Бокия незаметно вздохнул и расстегнул молнию своей кожаной папки.

— Установить личность… вчерашнего ночного пострадавшего не удалось, товарищ комиссар. После операции его поместили в отделение интенсивной терапии. Состояние было оценено как тяжёлое, и дознавателя — старшего лейтенанта Морева — медики к нему на тот момент не пустили. Дежурный хирург Кривошеина, делавшая операцию, перед утренней летучкой, около восьми часов зашла к больному. Он ещё не отошёл от наркоза…

— Кривошеина? — перебил Соловьёв.

— Так точно, товарищ комиссар. Жена майора Кривошеина работает в Институте скорой помощи имени Джанелидзе.

Грузин-подполковник с видимым удовольствием произнёс название больницы.

— Хорошо, — комиссар усмехнулся про себя. — Продолжайте.

— По словам медсестры отделения Петрицкой, больной окончательно пришёл в себя около семнадцати часов и попросился в туалет. Она сказала, что ему нельзя вставать и предложила «утку». Он отказался, а когда она попыталась настоять на своём, пригрозил, что всё равно встанет, если та не привезёт каталку…

— Консистенция его мочи меня не особо интересует, — вновь перебил Соловьёв. — Так что, эти подробности можно опустить. Давай — больше по существу.

— А по существу, товарищ комиссар, — внешне невозмутимо продолжил грузин, — именно после того, как ей пришлось уступить, и случилось неожиданное…

— Что, он не утерпел и обделался?

— Никак нет, — по-прежнему спокойно ответил Бокия, не замечая генеральского сарказма. — Пока она ходила за креслом-каталкой, больной поднялся и сумел доковылять до её стола. Вернувшись с креслом, Петрицкая застала его там разговаривающим по телефону. Медсестре он сказал, что позвонил жене, поскольку та находилась в полном неведении, что с ним и где он. А так сейчас подъедет, хоть паспорт подвезёт.

— Почему Петрицкая не позвонила сразу нам?

— Пока она его отвезла, пока вернулась… Говорит, что сразу потребовалась срочная помощь двум другим тяжёлым больным — этот ведь у неё не единственный был. Ну и закрутилась. А когда спохватилась — время уже за семь вечера перевалило. Она ограничилась записью в книгу дежурств о нарушении больным режима.

— Хороша медсестричка. Ладно, с нею потом разберёмся. Дальше!

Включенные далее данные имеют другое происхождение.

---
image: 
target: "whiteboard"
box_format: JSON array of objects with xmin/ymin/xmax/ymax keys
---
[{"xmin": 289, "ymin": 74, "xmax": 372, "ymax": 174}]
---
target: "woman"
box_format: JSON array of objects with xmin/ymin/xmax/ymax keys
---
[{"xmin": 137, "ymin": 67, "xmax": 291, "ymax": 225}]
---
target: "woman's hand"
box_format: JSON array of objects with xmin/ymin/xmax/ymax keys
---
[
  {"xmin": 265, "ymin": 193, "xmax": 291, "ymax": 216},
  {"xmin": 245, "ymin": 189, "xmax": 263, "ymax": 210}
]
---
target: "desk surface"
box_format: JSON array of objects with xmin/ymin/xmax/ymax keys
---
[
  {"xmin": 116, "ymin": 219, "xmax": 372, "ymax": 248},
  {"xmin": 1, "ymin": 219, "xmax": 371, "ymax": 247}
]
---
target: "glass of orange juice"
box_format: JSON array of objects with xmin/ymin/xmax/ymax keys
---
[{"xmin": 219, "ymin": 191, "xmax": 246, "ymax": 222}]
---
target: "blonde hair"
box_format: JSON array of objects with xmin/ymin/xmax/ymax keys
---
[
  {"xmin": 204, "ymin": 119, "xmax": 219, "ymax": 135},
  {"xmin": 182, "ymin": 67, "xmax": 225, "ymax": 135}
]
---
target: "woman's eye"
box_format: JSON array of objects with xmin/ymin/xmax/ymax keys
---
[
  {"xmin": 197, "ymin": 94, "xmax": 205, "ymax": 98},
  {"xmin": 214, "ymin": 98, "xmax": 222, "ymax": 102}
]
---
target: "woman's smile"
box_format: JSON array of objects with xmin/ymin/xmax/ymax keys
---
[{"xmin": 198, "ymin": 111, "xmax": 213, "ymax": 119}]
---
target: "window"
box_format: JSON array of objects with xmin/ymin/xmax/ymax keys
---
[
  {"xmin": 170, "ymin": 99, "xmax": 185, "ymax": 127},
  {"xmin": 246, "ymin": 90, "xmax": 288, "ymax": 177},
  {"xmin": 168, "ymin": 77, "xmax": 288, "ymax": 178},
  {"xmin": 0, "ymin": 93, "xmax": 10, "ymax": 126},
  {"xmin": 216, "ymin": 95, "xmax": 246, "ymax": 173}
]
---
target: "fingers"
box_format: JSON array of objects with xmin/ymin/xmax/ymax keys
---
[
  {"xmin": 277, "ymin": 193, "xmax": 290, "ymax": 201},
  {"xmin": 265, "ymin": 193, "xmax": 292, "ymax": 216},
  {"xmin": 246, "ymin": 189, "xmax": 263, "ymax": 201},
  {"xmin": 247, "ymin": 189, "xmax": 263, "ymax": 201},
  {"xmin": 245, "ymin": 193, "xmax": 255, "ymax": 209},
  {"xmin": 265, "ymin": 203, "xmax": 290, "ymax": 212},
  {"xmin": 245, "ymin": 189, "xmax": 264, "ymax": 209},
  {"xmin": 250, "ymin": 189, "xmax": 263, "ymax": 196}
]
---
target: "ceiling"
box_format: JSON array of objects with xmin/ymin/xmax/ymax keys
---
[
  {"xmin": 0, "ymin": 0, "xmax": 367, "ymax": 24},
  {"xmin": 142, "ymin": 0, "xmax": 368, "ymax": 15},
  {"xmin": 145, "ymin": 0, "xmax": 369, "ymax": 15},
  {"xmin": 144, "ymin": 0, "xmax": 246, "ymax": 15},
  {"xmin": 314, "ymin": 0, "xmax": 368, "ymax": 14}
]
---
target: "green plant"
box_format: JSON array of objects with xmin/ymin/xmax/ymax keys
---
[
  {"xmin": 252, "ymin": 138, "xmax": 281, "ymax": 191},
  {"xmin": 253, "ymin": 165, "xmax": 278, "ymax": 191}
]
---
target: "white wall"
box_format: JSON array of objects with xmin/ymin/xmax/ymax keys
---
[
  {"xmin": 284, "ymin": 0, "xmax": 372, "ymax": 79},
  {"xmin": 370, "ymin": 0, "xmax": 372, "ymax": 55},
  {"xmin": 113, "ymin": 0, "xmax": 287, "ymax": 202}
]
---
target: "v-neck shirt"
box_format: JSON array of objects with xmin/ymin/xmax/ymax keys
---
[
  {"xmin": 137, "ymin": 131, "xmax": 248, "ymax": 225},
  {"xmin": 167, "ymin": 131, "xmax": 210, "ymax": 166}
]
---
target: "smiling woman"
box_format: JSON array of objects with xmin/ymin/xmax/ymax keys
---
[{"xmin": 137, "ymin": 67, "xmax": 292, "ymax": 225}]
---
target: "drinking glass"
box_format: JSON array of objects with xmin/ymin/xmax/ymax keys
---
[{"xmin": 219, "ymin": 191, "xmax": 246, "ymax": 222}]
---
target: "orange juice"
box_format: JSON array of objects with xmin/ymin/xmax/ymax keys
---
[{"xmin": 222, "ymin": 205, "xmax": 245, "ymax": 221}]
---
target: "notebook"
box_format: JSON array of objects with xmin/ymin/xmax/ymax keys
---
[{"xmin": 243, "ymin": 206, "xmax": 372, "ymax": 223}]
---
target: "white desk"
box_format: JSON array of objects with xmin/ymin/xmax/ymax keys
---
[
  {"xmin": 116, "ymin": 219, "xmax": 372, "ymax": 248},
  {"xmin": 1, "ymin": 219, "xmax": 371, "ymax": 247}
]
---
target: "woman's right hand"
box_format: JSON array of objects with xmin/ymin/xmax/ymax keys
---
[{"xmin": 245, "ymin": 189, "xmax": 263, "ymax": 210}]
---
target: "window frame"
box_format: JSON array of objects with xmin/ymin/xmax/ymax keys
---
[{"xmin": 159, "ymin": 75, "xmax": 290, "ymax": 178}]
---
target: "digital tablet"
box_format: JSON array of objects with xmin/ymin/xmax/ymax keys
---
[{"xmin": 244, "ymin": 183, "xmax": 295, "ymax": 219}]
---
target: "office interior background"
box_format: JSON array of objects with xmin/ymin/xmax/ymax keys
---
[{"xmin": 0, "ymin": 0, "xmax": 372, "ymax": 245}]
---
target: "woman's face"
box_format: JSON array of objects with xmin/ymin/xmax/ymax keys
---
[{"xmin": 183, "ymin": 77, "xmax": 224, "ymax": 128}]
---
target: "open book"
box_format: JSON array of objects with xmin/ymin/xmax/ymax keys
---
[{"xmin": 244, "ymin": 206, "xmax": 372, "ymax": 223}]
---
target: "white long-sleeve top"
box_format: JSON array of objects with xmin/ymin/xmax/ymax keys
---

— Он упросил Петрицкую кресло-каталку пока далеко не увозить: ей, мол, работать надо, что ж он её каждый раз, как ему приспичит, за креслом гонять будет…

— Надо полагать, на каталке он и «уехал»?

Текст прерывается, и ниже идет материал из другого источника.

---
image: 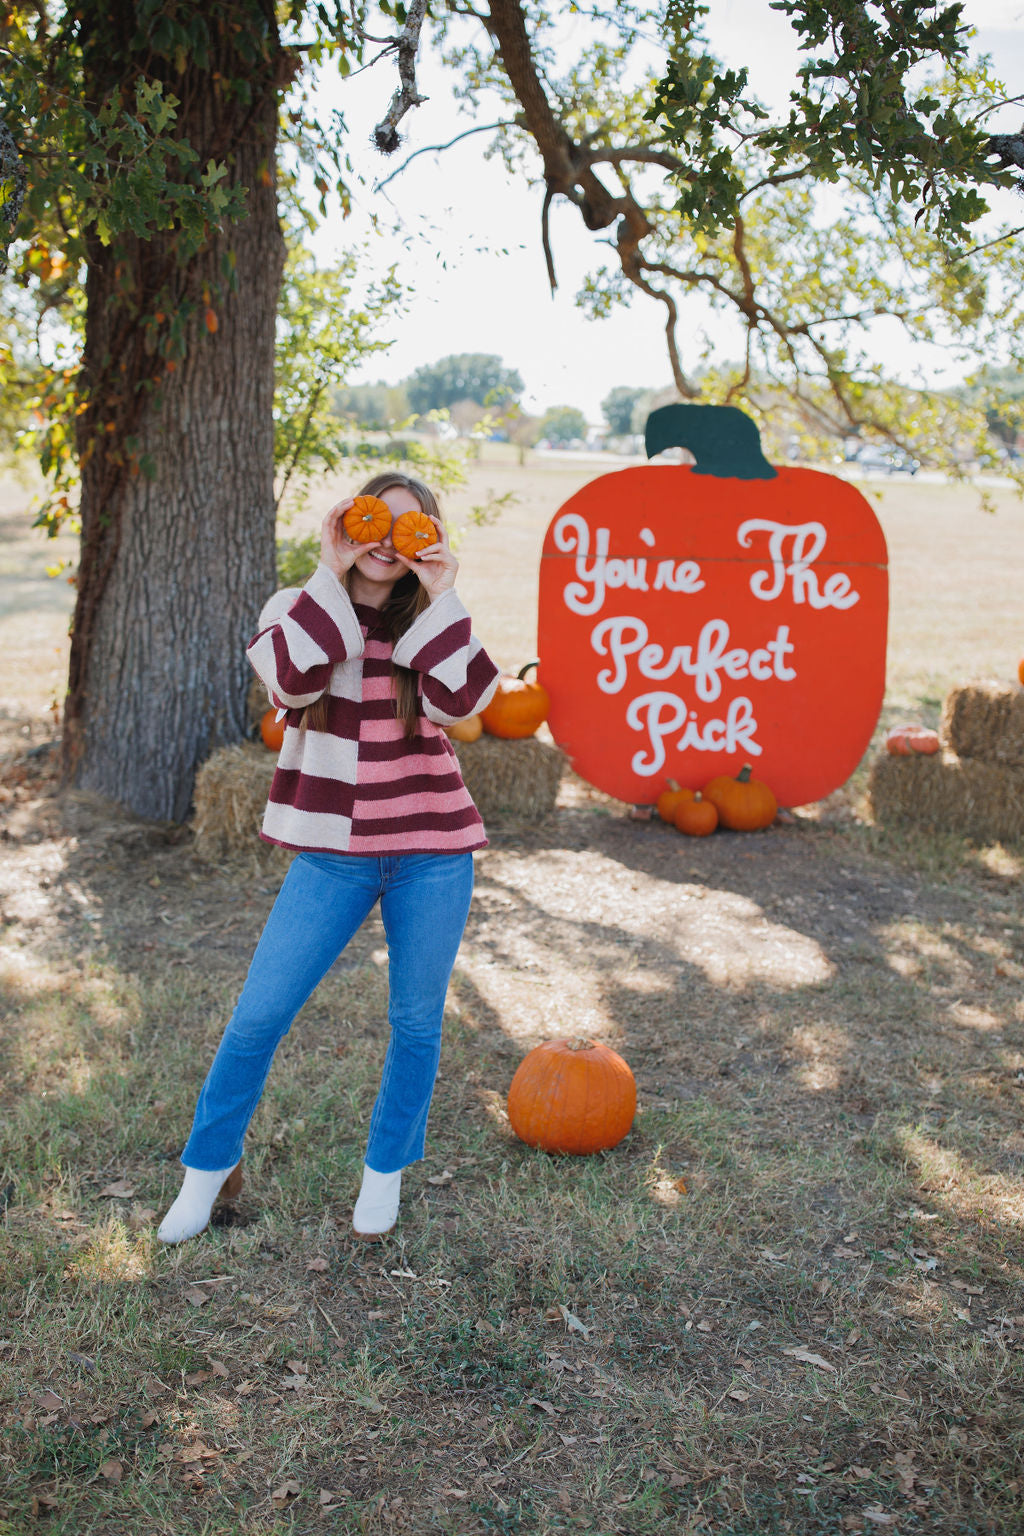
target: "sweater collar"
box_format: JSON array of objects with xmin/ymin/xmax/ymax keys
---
[{"xmin": 352, "ymin": 600, "xmax": 390, "ymax": 635}]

— Так точно. Во время очередной «нужды» свернул не к туалету, а к лифту и спустился на травматологическое отделение, где в это время всегда много посетителей. Там его, по всей видимости, уже ждали.

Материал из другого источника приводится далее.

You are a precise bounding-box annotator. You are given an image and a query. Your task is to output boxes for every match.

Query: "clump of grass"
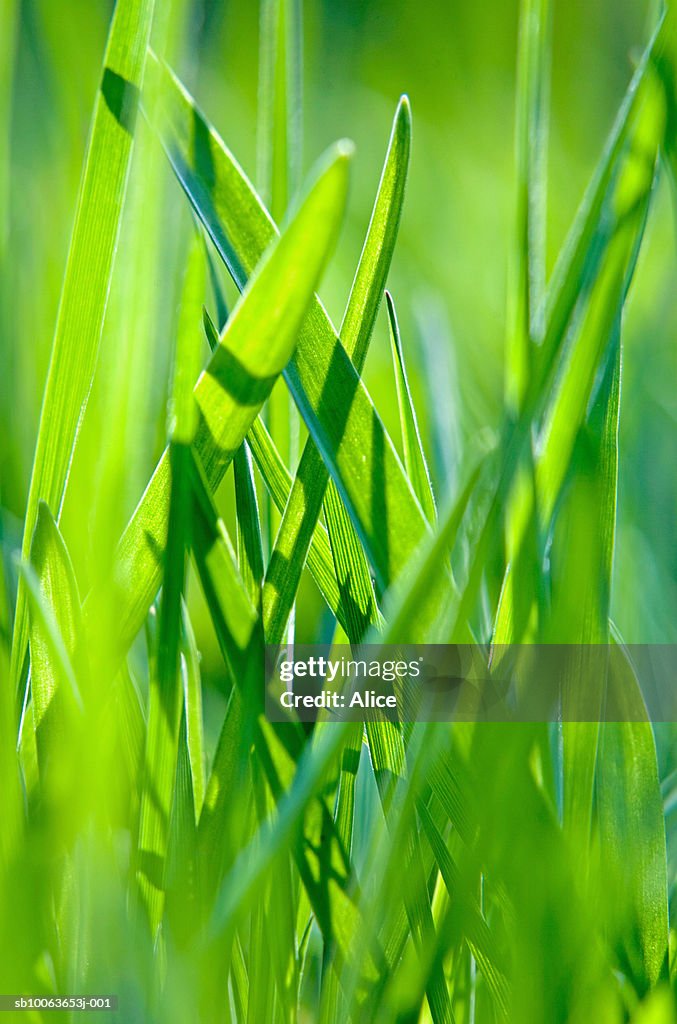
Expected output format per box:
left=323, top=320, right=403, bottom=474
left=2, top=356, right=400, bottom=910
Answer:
left=2, top=0, right=677, bottom=1021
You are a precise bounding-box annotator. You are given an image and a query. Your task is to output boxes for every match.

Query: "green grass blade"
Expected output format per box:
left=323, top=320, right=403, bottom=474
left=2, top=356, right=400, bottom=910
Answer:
left=323, top=482, right=380, bottom=643
left=319, top=720, right=364, bottom=1024
left=180, top=605, right=205, bottom=821
left=493, top=52, right=663, bottom=650
left=190, top=455, right=261, bottom=680
left=202, top=305, right=346, bottom=629
left=540, top=18, right=663, bottom=388
left=552, top=332, right=620, bottom=836
left=84, top=142, right=351, bottom=663
left=202, top=263, right=265, bottom=612
left=246, top=417, right=344, bottom=618
left=163, top=714, right=199, bottom=941
left=258, top=0, right=302, bottom=221
left=507, top=0, right=550, bottom=394
left=152, top=64, right=425, bottom=592
left=262, top=96, right=411, bottom=643
left=257, top=0, right=303, bottom=566
left=234, top=445, right=265, bottom=611
left=418, top=801, right=510, bottom=1018
left=453, top=64, right=665, bottom=640
left=654, top=3, right=677, bottom=179
left=374, top=460, right=484, bottom=644
left=11, top=0, right=157, bottom=702
left=336, top=723, right=454, bottom=1024
left=208, top=720, right=373, bottom=959
left=22, top=503, right=84, bottom=759
left=197, top=659, right=380, bottom=995
left=598, top=645, right=669, bottom=992
left=386, top=291, right=436, bottom=524
left=501, top=0, right=550, bottom=644
left=536, top=92, right=660, bottom=527
left=135, top=235, right=205, bottom=937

— Что значит «ждали», Шалва? Как можно незаметно войти в больницу и выйти из неё, да ещё прихватив больного в тяжёлом состоянии и в кресле-каталке?

— И войти и выйти там несложно, товарищ комиссар, через запасный выход. И редкий больной не пользовался им для встречи с родственниками, особенно зимой, во время карантина. А кресло вместе с больничным бельём было оставлено как раз на площадке запасного выхода. Внизу, очевидно, ожидала машина.